In order for a Will, also known as a Will & Testament, to be valid in the state of Georgia the testator must be fourteen (14) years or older and competent to create a Will, the Will must be in writing, signed by the testator, and signed by two witnesses.
Let us break down these five requirements further… shall we?
(1) The testator must be fourteen years or older.
The first requirement is pretty straight forward – the testator, aka the person creating the Will, needs to be at least 14 years or older (O.C.G.A. § 53-4-10). For many states, the legal age limit is 18, but Georgia allows individuals to create a valid Will at the age of 14.
(2)The testator must be competent to create a Will.
In Georgia, the testator must have something called “testamentary capacity,” which is a fancy legal term meaning the testator is able to rationally decide as to the disposition of his or her property (O.C.G.A. § 53-4-11) and the testator must be freely and voluntarily making those decisions (O.C.G.A. § 53-4-12).
The testator must have the mental ability to fully realize the consequences of what he or she is doing when making the Will and must understand the decisions that are being made. If the testator’s mental capacity is at question at the time of creating and signing the Will, then this may be grounds to contest the Will.
The testator must execute his or her Will freely and voluntarily. He or she may not be influenced or under any type of duress by outside parties in creating the Will (O.C.G.A. § 53-4-12).
(3) The Will must be in writing.
The Will must be in writing – either typed or handwritten is sufficient, however I would suggest the Will to be typed if possible to make it more legible. Oral wills, or wills recorded by audio or video, are not valid in Georgia.
(4) The testator must sign the Will.
Georgia law requires the testator to sign his or her Will in order for it to be valid (O.C.G.A. § 53-4-20). The signature should appear at the end of the document with his or her name, by official mark or sign that is meant to authenticate the document. If a person is physically unable to sign the Will, then another individual may sign on behalf of the testator in the testator’s presence and at the express direction of the testator.
(5)The Will must be signed by two witnesses.
This last requirement is where people tend to make the most common mistakes. The Will & Testament must be signed by two competent witnesses who have personally witnessed the testator signing the document for it to be valid. The witnesses should be disinterested parties, meaning he or she is not a beneficiary of the Will and does not receive any portion of the estate or property.
WHAT HAPPENS IF THE WILL IS DETERMINED TO BE INVALID?

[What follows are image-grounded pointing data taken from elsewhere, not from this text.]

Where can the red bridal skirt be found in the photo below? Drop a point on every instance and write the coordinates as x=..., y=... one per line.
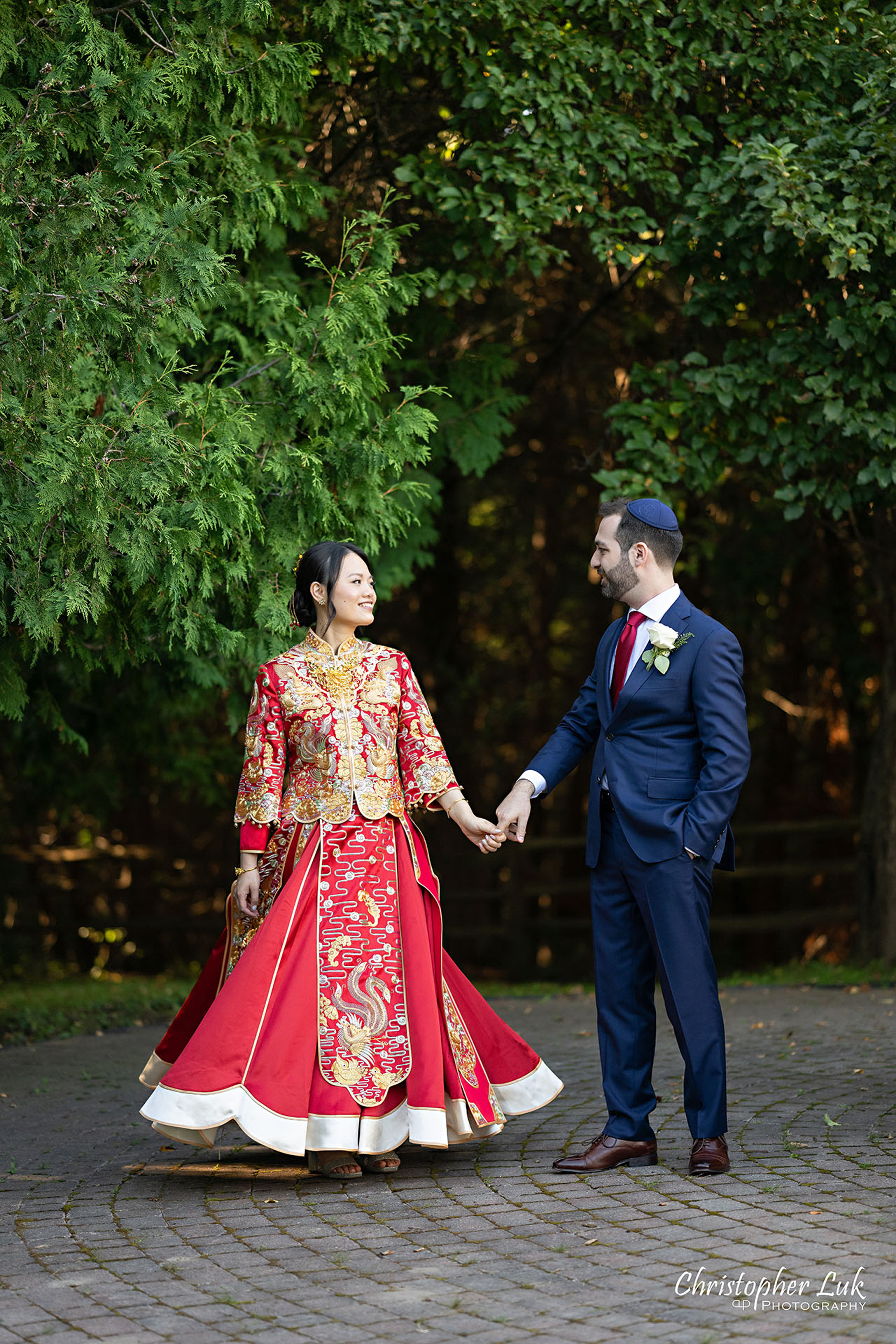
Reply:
x=340, y=1023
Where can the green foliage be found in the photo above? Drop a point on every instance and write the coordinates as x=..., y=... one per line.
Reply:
x=41, y=1011
x=782, y=245
x=178, y=425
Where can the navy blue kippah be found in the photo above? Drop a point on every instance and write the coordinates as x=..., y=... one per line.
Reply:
x=656, y=514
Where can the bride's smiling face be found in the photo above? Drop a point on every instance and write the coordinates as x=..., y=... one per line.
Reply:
x=354, y=594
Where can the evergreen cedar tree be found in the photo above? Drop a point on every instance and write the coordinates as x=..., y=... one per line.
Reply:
x=203, y=366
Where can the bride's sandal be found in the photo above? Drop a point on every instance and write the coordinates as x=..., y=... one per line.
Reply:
x=327, y=1164
x=381, y=1163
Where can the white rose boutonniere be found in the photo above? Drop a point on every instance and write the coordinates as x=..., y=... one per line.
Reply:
x=664, y=641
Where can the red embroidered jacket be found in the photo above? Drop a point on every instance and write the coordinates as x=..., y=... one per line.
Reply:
x=327, y=732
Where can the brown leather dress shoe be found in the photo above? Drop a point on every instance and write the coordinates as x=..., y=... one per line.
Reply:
x=710, y=1158
x=608, y=1152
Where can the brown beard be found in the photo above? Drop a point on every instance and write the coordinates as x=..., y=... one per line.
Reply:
x=620, y=580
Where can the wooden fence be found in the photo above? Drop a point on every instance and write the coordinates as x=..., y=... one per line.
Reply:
x=520, y=916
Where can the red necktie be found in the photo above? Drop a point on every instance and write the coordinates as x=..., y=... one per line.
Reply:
x=624, y=654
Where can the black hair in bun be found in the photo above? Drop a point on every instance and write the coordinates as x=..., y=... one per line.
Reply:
x=321, y=564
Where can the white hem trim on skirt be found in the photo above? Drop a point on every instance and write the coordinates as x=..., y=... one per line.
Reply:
x=195, y=1117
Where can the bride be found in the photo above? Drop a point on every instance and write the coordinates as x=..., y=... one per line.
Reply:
x=328, y=1018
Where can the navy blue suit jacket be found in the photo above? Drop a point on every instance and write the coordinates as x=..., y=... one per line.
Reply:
x=675, y=749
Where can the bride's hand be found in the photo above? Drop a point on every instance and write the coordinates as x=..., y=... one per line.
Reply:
x=248, y=891
x=484, y=834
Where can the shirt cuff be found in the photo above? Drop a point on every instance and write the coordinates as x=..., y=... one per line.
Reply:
x=536, y=780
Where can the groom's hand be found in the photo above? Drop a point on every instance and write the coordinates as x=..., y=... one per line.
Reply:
x=514, y=813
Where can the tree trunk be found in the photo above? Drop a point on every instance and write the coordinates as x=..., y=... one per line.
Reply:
x=878, y=846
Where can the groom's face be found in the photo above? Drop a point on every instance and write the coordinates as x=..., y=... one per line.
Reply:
x=615, y=570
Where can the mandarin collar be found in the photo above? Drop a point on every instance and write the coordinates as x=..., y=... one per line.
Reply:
x=314, y=644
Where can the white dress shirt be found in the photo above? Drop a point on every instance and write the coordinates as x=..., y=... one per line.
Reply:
x=653, y=610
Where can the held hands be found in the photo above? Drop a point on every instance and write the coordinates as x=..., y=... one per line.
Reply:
x=246, y=892
x=514, y=813
x=482, y=834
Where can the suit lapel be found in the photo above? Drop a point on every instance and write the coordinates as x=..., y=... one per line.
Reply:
x=612, y=638
x=678, y=619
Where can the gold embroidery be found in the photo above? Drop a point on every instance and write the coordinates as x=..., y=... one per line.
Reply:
x=461, y=1043
x=336, y=946
x=367, y=1016
x=328, y=732
x=348, y=1072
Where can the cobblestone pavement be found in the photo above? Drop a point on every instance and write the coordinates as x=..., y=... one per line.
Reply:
x=111, y=1233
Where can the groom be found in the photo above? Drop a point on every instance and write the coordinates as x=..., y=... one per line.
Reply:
x=664, y=707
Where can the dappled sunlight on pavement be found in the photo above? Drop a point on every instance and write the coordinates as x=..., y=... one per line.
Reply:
x=113, y=1233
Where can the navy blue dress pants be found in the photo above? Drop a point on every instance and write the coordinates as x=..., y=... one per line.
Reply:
x=652, y=920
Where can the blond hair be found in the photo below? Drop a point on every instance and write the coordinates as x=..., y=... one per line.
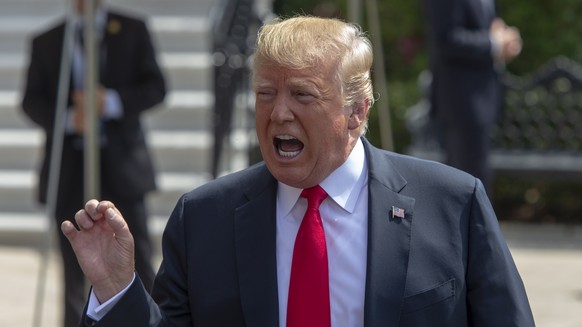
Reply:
x=306, y=42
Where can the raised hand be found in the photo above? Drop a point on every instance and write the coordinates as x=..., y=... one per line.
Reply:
x=104, y=247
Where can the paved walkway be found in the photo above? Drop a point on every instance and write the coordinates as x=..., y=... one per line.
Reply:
x=549, y=258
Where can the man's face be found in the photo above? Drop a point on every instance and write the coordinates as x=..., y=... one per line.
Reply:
x=304, y=130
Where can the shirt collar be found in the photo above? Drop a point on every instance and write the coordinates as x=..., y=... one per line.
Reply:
x=342, y=185
x=100, y=20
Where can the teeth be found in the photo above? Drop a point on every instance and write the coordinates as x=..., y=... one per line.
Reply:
x=288, y=154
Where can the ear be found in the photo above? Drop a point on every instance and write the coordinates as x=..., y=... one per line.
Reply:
x=358, y=114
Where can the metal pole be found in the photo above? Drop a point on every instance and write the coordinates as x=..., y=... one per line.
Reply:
x=355, y=11
x=385, y=122
x=91, y=136
x=55, y=163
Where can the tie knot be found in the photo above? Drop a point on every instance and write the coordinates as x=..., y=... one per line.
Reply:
x=314, y=195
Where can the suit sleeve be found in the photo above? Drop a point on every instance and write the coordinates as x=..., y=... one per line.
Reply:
x=39, y=100
x=147, y=87
x=169, y=303
x=496, y=295
x=457, y=32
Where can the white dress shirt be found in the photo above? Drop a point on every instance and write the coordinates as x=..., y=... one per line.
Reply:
x=345, y=222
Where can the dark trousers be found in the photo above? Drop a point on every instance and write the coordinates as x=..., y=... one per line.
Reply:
x=75, y=285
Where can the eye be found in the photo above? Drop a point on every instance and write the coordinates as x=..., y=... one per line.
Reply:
x=304, y=96
x=264, y=94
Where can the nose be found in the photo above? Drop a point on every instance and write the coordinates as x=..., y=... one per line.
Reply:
x=281, y=111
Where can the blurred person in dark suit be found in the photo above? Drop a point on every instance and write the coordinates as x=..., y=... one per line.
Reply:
x=397, y=241
x=130, y=82
x=468, y=47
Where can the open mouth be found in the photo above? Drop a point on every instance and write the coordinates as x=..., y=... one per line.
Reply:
x=287, y=146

One of the most common disputes that arise when contesting a Will is that the Will is not valid. Wills can be shown to be invalid for several reasons such as improper witnessing, missing pages, the testator lacked testamentary capacity at the time of executing the will, or hand-written changes to will (any changes must be properly witnessed in the same way). If the court deems the Will to be invalid, then the testator’s property will be distributed according to the Georgia laws of intestate succession.